Google has released a new critical security update for its Chrome browser. Google says the update, which is available for macOS and several other platforms, contains a fix for a zero-day exploit.
The Stable channel has been updated to 119.0.6045.199 for Mac and Linux and 119.0.6045.199/.200 for Windows, which will roll out over the coming days/weeks.
Google urges all users of the Google Chrome browser and other browsers based on the Chromium engine to ensure the latest update is installed and activated.
In a Chrome stable channel update announcement, published November 28, Google confirms it “is aware that an exploit for CVE-2023-6345 exists in the wild.”
CVE-2023-6345 other than it is an integer overflow issue impacting the Skia component.

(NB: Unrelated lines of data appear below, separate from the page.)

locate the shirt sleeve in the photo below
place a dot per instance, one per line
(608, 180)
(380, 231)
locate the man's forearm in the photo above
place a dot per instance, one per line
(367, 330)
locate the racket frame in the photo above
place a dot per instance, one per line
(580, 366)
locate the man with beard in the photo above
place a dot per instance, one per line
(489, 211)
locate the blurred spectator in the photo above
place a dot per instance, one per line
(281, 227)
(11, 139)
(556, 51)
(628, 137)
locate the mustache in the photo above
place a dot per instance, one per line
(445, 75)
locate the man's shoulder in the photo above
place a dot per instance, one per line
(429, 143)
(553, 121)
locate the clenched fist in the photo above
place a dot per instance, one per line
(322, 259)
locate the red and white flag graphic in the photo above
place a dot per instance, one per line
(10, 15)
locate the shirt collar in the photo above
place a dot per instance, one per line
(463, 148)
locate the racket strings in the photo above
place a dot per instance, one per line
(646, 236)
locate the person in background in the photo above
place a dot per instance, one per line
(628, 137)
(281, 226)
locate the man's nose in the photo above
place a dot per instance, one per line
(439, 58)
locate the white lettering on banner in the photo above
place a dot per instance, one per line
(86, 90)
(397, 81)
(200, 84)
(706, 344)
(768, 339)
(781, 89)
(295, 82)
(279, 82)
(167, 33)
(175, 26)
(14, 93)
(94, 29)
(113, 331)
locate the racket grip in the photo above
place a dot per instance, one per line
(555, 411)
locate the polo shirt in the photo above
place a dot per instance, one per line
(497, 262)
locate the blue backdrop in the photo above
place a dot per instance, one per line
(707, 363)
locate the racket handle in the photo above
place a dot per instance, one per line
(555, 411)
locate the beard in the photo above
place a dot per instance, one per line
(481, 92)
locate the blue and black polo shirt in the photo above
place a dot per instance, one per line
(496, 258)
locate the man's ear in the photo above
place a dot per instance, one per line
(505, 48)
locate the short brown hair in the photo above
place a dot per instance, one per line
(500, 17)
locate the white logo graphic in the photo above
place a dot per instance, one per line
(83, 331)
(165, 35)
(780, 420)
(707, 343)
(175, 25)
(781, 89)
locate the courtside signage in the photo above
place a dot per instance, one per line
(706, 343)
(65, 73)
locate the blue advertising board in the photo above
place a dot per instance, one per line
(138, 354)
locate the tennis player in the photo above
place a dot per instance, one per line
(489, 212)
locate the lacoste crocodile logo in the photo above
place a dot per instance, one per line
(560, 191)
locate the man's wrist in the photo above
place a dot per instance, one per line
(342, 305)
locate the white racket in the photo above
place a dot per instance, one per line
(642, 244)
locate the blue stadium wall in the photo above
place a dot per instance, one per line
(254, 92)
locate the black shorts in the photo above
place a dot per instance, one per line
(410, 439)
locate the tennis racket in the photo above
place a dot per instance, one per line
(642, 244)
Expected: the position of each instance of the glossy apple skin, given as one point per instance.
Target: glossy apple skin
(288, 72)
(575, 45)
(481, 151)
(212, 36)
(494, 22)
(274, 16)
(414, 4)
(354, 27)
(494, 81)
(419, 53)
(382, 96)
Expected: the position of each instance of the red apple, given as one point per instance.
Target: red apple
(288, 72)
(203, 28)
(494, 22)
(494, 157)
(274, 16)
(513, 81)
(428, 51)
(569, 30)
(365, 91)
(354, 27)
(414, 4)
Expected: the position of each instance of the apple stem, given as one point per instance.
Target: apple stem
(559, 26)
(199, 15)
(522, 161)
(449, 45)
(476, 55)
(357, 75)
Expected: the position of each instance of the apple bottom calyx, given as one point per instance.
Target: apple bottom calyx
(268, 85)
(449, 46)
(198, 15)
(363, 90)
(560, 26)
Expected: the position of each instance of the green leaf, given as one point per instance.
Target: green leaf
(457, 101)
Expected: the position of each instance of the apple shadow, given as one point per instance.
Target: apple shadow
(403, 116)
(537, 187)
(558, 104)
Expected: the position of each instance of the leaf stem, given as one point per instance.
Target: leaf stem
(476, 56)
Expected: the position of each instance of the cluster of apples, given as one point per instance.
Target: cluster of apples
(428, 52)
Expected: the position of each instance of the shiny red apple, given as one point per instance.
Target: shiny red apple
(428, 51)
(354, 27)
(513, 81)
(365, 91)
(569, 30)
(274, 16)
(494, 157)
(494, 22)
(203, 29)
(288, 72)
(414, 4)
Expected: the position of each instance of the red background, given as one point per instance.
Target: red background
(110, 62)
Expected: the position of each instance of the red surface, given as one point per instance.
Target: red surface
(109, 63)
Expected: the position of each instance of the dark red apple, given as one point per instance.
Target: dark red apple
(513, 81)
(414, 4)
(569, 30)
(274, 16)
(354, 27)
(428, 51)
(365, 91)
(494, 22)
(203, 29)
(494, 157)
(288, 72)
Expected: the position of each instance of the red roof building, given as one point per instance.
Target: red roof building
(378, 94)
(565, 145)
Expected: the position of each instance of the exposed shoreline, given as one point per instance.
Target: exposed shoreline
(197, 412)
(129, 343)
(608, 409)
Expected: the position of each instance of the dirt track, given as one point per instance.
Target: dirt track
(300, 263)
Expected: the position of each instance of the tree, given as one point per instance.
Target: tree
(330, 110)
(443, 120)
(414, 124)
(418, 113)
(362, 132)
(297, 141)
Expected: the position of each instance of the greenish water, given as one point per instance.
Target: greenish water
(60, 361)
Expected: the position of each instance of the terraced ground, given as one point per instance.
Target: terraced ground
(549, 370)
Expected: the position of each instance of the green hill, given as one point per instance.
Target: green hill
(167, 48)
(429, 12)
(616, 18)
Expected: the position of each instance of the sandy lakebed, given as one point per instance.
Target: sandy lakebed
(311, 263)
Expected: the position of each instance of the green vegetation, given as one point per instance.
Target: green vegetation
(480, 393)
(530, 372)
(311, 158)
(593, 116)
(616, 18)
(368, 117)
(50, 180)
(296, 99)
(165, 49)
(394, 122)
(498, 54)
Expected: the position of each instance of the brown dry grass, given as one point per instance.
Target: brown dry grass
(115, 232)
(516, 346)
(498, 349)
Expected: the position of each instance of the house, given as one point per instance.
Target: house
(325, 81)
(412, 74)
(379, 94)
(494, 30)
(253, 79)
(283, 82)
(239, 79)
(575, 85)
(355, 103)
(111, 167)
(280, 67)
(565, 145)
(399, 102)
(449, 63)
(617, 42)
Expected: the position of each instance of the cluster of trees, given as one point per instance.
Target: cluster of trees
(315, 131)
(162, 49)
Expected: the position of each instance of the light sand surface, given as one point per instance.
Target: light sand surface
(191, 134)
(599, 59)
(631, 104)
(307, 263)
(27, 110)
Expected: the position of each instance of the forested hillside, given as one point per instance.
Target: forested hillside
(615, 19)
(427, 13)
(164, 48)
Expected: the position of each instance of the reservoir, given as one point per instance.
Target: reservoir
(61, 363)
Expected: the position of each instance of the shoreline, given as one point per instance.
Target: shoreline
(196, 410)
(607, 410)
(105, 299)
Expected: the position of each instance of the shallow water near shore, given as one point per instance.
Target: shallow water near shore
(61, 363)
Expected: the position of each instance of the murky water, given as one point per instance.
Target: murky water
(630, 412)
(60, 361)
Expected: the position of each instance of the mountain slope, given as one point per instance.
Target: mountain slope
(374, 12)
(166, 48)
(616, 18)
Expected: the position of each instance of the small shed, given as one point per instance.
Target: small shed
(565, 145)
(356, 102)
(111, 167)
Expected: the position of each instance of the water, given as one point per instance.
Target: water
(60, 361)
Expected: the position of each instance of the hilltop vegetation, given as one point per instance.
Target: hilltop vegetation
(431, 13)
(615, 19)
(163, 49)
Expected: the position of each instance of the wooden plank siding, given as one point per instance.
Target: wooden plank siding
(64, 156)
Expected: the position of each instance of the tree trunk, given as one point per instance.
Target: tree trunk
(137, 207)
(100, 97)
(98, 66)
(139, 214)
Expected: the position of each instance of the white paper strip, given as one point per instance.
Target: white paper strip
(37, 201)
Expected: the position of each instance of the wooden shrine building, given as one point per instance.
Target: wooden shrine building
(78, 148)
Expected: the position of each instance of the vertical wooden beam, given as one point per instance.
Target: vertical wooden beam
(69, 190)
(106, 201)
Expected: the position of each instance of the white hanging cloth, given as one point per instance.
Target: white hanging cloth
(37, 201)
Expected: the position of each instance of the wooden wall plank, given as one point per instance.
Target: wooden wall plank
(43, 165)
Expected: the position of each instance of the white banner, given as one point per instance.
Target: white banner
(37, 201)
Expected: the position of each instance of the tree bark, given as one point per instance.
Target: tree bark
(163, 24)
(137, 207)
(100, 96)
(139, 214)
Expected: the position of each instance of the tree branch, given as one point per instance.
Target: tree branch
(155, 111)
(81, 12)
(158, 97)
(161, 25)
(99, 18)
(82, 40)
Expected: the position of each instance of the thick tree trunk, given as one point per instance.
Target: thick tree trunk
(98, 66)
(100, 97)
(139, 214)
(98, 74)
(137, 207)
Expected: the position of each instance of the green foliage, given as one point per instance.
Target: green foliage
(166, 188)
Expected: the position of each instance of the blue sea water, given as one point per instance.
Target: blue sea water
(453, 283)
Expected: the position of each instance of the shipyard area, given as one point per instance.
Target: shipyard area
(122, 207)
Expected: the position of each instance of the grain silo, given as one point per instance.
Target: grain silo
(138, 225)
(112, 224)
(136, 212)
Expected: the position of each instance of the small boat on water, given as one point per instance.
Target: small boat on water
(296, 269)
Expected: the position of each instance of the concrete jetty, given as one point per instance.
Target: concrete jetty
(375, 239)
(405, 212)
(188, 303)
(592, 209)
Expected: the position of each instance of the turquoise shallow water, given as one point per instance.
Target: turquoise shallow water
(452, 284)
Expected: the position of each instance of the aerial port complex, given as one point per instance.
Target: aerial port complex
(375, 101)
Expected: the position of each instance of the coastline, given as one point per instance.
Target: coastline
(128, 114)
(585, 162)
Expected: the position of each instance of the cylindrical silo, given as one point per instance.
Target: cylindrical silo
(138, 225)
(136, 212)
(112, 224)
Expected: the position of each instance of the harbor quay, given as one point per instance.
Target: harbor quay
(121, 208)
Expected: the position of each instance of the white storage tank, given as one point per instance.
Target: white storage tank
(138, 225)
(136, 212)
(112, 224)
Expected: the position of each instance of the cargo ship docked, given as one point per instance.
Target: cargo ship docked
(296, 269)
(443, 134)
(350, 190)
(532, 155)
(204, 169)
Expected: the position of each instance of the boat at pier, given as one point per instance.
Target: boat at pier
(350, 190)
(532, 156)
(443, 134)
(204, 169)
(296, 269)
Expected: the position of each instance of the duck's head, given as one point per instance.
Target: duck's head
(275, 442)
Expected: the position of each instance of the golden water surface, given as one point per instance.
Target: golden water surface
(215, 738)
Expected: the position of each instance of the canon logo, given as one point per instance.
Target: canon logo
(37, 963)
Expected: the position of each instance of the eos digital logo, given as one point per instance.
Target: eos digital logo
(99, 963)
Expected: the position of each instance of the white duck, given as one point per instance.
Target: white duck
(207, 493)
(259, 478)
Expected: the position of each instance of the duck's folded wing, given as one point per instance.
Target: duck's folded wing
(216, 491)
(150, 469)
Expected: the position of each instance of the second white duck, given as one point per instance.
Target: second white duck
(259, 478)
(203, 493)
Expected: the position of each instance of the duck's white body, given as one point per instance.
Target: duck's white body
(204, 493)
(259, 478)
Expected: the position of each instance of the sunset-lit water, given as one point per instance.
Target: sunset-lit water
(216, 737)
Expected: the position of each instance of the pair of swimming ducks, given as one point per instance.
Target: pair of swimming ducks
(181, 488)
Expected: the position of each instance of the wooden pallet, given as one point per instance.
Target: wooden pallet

Skia, an open-source 2D graphics library, is part of the Chrome graphics engine.
According to VulnDB “the product performs a calculation that can produce an integer overflow or wraparound when the logic assumes that the resulting value will always be larger than the original value.” This can lead to confidentiality, integrity and availability issues. Such holding back of full technical detail is not unusual in cases where attackers are already exploiting a vulnerability.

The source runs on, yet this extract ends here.